Curt Kirkwood - Kings - continued...

Tuesday night, didn’t know what to expect; it’s hard to predict the crowd. So, we got to Kings before they even unlocked the door, killed some time at the next welcome mat down, Poole’s Luncheonette. One beer later Kings was ready to serve. We covered the door got another malt beverage and took residence up top by the soundboard. Pretty sharply around 9:30 local duo Viswas started their raga-style music on sitar and tanpura, very good.

Not long after their set Curt Kirkwood came in quietly and alone with his guitar and began to set up. It turns out that the crowd is a rather anemic thirty, more or less.

I had been anticipating this show for a couple of weeks. I really had a feeling it would be something above and beyond the mainstream and I was not disappointed. Kirkwood's gritty performance exceeded my lofty expectations and then some. He won a fan.

Curt Kirkwood, musician, visual artist, was born January 10, 1959, a good Capricorn boy. Long gone are the locks of flowing deep brown hippie hair tangle that framed his punk rock bumpkin from Phoenix persona with the Meat Puppets.

Like most, I came to the Meat Puppets and thereby Curt Kirkwood through Nirvana. Kurt Cobain seemed to have the insight to instinctively know which bands were really worthy of his stealing from them, you know, doing something new, original, and special. Cobain championed the Raincoats, the Vaselines and the Meat Puppets. All three were completely unique and their influence is everywhere.

As vocalist, guitarist and primary songwriter with the Meat Puppets, Kirkwood established himself as a major talent. It is generally agreed that II is their benchmark CD, released by SST in 1983 and reissued and enhanced by Rykodisc in 1999. Anyone who knows the ‘pups will be familiar with Curt’s art, his paintings grace nearly every Meat Puppets CD cover.

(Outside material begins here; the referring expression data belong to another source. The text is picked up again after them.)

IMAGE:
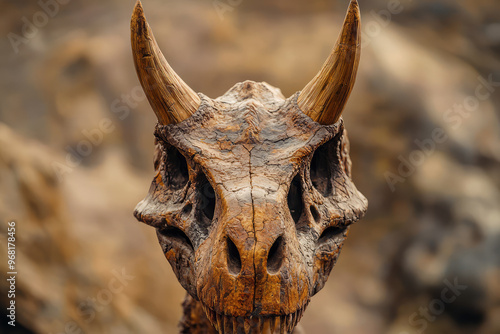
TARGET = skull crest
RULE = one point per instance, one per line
(252, 198)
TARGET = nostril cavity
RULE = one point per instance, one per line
(233, 258)
(315, 213)
(187, 209)
(275, 257)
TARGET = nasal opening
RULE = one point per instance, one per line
(275, 257)
(233, 258)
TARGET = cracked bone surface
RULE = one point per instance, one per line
(252, 198)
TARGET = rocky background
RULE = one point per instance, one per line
(423, 121)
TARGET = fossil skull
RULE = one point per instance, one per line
(252, 198)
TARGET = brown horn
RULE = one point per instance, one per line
(324, 98)
(171, 98)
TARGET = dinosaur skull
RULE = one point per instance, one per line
(252, 198)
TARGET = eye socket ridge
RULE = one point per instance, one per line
(323, 166)
(174, 167)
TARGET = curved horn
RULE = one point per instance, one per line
(324, 98)
(171, 98)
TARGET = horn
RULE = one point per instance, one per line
(324, 98)
(171, 98)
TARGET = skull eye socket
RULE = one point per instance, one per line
(331, 234)
(176, 173)
(207, 197)
(295, 199)
(322, 164)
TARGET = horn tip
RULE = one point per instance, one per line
(138, 10)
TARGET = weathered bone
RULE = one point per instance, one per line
(324, 98)
(171, 98)
(252, 199)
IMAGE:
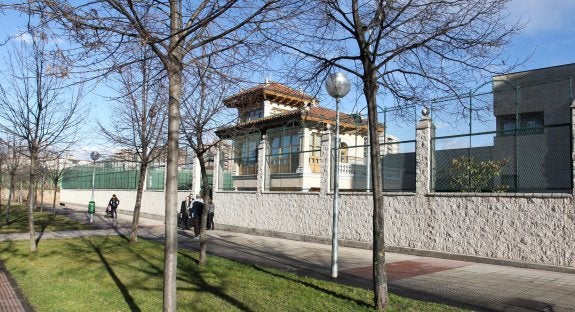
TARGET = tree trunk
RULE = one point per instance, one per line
(10, 192)
(54, 198)
(174, 68)
(138, 205)
(32, 198)
(379, 273)
(42, 197)
(206, 195)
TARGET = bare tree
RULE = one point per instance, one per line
(13, 164)
(409, 50)
(174, 30)
(139, 119)
(202, 111)
(33, 108)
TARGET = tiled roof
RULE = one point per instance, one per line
(270, 89)
(314, 113)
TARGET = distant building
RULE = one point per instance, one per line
(533, 116)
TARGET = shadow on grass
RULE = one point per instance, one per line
(312, 285)
(202, 285)
(123, 289)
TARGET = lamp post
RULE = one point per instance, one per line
(337, 86)
(92, 205)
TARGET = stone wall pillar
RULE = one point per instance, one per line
(573, 147)
(326, 160)
(423, 154)
(263, 172)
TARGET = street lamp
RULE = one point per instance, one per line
(337, 86)
(92, 205)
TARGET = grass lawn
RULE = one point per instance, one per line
(108, 273)
(45, 221)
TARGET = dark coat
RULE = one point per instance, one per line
(197, 209)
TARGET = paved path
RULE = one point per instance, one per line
(480, 287)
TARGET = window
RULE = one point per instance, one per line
(246, 154)
(343, 151)
(315, 150)
(252, 114)
(528, 123)
(285, 148)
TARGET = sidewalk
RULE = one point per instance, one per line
(480, 287)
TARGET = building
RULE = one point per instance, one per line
(532, 111)
(292, 125)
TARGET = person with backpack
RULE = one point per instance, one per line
(114, 203)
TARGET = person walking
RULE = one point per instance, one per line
(114, 203)
(184, 223)
(211, 207)
(196, 212)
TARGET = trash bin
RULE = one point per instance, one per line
(92, 207)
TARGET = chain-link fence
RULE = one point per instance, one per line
(515, 137)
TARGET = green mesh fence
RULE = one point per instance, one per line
(521, 144)
(118, 175)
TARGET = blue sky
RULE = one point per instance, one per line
(548, 34)
(548, 38)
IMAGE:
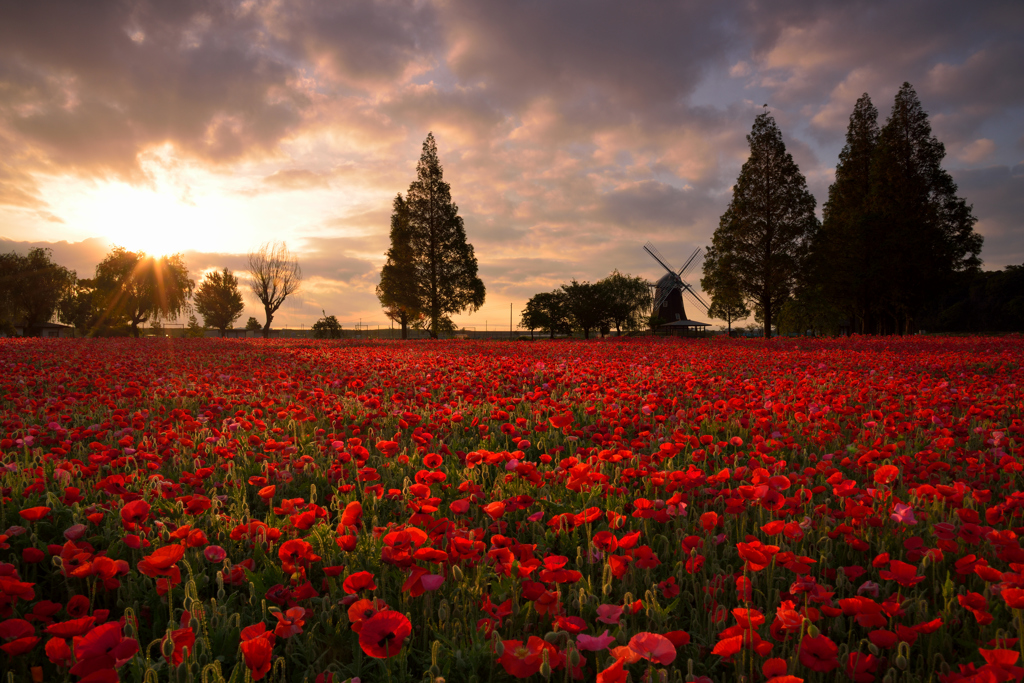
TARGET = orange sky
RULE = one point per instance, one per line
(570, 132)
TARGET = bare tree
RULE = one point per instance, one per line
(275, 274)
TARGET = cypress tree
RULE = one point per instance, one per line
(445, 263)
(928, 237)
(844, 256)
(764, 232)
(398, 290)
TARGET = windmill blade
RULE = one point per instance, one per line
(656, 255)
(660, 298)
(689, 261)
(692, 262)
(695, 298)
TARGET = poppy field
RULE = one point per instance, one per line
(644, 510)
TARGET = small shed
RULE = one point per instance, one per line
(682, 327)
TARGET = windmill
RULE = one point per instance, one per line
(669, 290)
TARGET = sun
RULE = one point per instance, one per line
(159, 223)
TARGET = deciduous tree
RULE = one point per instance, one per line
(546, 310)
(627, 300)
(132, 287)
(275, 275)
(218, 300)
(585, 306)
(763, 233)
(32, 288)
(399, 289)
(327, 328)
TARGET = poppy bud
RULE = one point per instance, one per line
(545, 666)
(167, 649)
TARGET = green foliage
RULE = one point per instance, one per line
(845, 261)
(130, 288)
(811, 310)
(547, 311)
(32, 288)
(444, 261)
(627, 300)
(928, 233)
(762, 236)
(218, 300)
(986, 301)
(727, 301)
(400, 289)
(585, 306)
(195, 330)
(895, 238)
(327, 328)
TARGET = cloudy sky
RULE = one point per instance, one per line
(570, 131)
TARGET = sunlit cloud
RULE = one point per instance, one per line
(570, 132)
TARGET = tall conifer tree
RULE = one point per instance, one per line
(763, 235)
(398, 290)
(445, 263)
(928, 236)
(845, 259)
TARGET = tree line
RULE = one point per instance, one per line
(619, 301)
(130, 289)
(895, 247)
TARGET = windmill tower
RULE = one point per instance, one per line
(669, 290)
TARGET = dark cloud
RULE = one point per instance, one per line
(570, 131)
(82, 257)
(997, 196)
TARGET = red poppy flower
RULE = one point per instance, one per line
(360, 581)
(902, 573)
(163, 562)
(352, 516)
(613, 674)
(818, 653)
(561, 421)
(522, 659)
(383, 634)
(653, 646)
(886, 474)
(102, 648)
(290, 623)
(58, 652)
(71, 628)
(134, 512)
(183, 639)
(20, 646)
(34, 514)
(257, 649)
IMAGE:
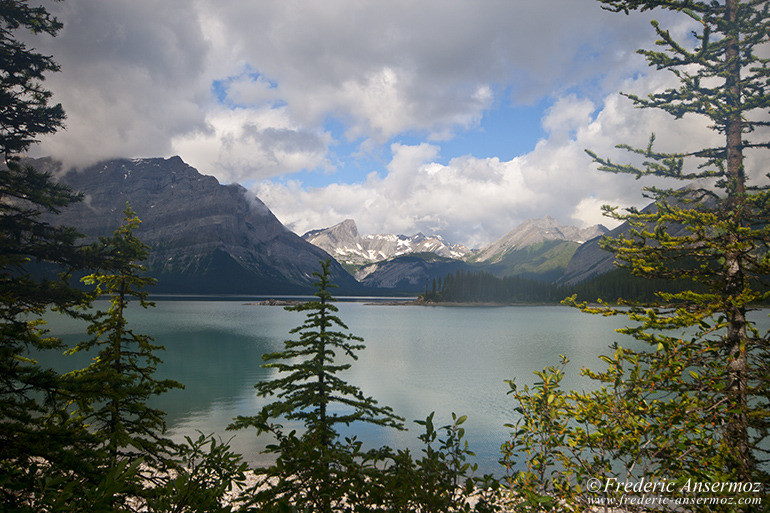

Kirkwood’s music is a genre of one, a singular inspiration, and an archetype without boundary or limitation. Call it psychedelic cow punk jazz? Call it Americana? I don’t know; but what I do know is that Kirkwood plays his music at the edge, with passion, sincerity and humor. This approach leads to a tension filled atmosphere where anything can happen, brilliant, dazzling moments, moments where he paints himself into a corner a bit but he is never out of control, always pulling it back before all is lost.

His compositions are so unique and personal that some people will not “get” him but artists like Kirkwood are exactly what we need more of, performers who offer their own singular idiosyncratic vision and step out of the checkerboard square of sameness. Kirkwood’s music is traditional and cutting edge at the same time. His riddles and rhymes reveal a sense of humor peppered with a flair for the absurd and the surreal, seen through eyes wizened by life’s little curveballs and tragedies.

The ex-pup does not cut the rock star figure. His Little Dog Records bio calls him a modern day troubadour, the "psychedelic" Woody Guthrie and it is hard to argue with that. He is a major, thought little known, singer-songwriter putting it on the line bare bones, just him and his guitar, in the spotlight. Curt Kirkwood pulled it off with a ragged soulful voice, rasp-like wit and six-string virtuosity that made his Gibson Hummingbird cry and sing.

He played, I think, every song from his new solo release “Snow” among a set of thirty or so, mixing in old ‘Puppets favorites like “Plateau”, “Lake of Fire”, “Backwater” and a few tasteful covers. A highlight for me was his excellent take on Roky Erickson’s “Nothing in Return”. I am really glad I didn’t miss this one.